Le Cambodge, la mémoire en création : Lutter contre l'absence de la culture du livre
Depuis plus de 35 ans, l’association Sipar participe activement au développement du capital humain au Cambodge. La promotion de la lecture et de l’accès à l’éducation auprès des enfants, des jeunes et des adultes vulnérables sont au cœur de sa mission.

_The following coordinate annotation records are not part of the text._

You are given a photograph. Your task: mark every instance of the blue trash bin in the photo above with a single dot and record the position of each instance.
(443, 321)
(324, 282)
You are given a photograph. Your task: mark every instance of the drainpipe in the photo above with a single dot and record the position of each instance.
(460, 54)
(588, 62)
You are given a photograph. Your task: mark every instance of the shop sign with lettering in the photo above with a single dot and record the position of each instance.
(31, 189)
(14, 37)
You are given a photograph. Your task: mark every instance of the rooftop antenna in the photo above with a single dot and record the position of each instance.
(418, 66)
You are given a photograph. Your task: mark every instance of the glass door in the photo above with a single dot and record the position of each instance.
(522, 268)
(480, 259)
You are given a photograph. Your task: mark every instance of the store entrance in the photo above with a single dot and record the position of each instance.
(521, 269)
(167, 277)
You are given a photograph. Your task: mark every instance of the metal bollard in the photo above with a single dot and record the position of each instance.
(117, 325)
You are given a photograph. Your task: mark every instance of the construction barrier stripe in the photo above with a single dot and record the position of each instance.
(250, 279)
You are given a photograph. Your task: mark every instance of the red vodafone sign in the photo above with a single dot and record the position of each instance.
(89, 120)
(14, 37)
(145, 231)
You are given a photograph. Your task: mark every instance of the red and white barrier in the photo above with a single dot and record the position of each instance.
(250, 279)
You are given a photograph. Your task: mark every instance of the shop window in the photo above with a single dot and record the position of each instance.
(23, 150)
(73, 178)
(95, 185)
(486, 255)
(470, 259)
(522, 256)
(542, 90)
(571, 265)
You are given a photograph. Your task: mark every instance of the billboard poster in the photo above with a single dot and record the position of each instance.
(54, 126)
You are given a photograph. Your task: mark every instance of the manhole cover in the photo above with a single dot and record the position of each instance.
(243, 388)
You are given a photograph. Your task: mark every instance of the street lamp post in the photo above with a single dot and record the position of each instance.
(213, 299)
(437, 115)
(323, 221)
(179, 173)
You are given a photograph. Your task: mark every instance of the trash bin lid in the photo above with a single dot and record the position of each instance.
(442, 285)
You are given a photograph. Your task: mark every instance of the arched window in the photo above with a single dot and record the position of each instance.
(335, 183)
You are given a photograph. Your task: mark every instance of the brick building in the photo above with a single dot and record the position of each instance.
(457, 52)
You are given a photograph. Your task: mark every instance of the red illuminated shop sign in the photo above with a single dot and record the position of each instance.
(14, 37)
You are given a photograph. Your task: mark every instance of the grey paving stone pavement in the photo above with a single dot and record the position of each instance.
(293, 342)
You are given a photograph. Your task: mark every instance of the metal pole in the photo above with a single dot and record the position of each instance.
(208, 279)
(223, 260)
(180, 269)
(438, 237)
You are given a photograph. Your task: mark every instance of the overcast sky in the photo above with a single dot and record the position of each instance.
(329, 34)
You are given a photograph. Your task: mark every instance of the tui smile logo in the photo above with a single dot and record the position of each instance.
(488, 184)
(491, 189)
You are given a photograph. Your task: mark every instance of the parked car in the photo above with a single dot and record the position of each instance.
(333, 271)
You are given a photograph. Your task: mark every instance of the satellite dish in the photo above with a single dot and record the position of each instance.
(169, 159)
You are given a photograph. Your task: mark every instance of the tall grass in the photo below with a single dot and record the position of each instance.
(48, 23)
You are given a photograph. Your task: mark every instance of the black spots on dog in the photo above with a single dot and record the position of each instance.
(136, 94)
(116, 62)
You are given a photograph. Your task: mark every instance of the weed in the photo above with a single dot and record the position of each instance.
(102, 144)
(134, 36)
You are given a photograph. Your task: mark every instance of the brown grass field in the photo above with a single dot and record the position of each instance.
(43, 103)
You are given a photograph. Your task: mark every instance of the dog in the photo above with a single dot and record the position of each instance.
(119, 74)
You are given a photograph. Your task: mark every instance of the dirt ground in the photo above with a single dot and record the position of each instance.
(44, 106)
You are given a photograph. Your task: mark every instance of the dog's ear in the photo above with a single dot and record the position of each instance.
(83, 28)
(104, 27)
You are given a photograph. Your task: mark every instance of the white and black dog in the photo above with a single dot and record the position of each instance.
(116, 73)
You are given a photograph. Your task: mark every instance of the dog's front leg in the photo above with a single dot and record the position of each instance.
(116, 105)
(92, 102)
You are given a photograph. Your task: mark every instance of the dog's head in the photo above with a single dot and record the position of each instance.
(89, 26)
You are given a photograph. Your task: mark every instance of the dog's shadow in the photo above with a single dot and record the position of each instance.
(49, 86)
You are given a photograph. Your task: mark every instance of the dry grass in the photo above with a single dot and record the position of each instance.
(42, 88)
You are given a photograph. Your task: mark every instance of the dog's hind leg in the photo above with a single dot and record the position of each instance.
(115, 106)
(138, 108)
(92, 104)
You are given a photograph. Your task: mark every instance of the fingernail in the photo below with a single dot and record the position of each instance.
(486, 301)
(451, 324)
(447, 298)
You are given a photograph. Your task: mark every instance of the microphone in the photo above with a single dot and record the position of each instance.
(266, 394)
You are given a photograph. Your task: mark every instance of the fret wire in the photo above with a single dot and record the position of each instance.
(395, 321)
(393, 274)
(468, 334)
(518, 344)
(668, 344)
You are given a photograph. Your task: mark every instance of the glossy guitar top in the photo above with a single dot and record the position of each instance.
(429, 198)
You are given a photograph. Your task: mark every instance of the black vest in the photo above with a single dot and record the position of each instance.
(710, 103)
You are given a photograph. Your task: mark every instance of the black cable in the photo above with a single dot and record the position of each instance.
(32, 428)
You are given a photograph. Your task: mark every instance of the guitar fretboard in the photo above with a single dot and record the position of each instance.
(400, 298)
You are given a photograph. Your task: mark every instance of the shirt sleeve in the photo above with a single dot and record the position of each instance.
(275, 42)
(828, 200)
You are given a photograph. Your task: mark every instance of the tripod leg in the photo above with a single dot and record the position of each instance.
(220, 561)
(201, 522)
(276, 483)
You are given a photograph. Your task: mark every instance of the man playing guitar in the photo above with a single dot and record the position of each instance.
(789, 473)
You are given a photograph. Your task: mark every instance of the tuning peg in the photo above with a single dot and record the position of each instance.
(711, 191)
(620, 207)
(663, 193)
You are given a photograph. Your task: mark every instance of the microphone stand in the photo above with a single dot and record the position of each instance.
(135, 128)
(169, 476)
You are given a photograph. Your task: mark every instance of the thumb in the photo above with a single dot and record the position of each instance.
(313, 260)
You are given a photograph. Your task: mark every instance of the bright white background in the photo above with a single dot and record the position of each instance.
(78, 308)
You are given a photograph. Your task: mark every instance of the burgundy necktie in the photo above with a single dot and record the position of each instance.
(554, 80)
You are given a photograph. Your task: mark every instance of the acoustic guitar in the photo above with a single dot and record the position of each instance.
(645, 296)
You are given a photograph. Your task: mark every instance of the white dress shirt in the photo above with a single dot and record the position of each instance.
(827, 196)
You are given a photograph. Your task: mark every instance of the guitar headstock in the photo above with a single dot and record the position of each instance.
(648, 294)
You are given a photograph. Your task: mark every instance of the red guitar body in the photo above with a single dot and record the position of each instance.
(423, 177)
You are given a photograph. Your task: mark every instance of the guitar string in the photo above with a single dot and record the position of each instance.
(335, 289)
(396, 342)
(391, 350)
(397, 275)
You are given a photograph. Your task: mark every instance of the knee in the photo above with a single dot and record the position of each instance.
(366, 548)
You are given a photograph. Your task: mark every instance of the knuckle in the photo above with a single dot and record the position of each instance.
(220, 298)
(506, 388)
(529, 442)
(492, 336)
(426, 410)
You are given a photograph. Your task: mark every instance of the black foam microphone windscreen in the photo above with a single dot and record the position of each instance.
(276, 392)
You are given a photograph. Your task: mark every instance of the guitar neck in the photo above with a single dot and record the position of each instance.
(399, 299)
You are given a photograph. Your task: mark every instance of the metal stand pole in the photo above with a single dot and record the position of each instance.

L’un de ses programmes importants est celui des bibliothèques mobiles, dont l’objectif est d’apporter les livres aux populations des communautés isolées du Cambodge, de créer des habitudes de lecture et de diffuser des messages clés. Créé en 2000, ce programme sillonne les routes et les voies navigables de sept provinces du Cambodge ainsi que les banlieues de Phnom Penh afin de desservir plus d’une centaine de sites différents et de rendre les livres accessibles aux personnes défavorisées. Cette initiative répond à un besoin important, car le manque d’infrastructures, notamment de bibliothèques publiques, prive les communautés vivant dans les banlieues des villes et les zones rurales d’un accès régulier aux livres et à la lecture. Hok Sothik, directeur du Sipar, revient sur ce projet pour amener les livres directement vers les gens :
"Cette ONG, Sipar, a été créée ici au Cambodge il y a plus de 35 ans, pour participer avec le ministère de l'Éducation au développement de l'éducation, en visant un domaine spécifique qu’est la lecture. Donc, à travers ce domaine-là, on essaye de développer des bibliothèques dans tous les états, que ce soit des bibliothèques dans les écoles primaires, dans les lycées, dans les collèges, dans les prisons. On travaille dans toutes les prisons du Cambodge. Et on travaille aussi pour développer le secteur du livre, parce qu'il n'y a pas de bibliothèque sans livres. Dans le passé, on a commencé par développer des bibliothèques dont les écoles primaires sans livres en khmer ont été obligées d’importer des livres, principalement en français, puis traduits à la main, avec un texte collé à côté du texte français afin que les enfants cambodgiens puissent comprendre le texte et le contenu du livre. Mais ce n'est pas adapté culturellement et ça coûte cher aussi d'importer des livres de France. C'est pour ça qu'on a créé ce programme d'édition des livres en khmer il y a 25 ans. La première vocation était de pouvoir former, produire grâce à des financements, des livres en cambodgien, en khmer, afin que les enfants cambodgiens puissent lire, les jeunes et les adultes aussi."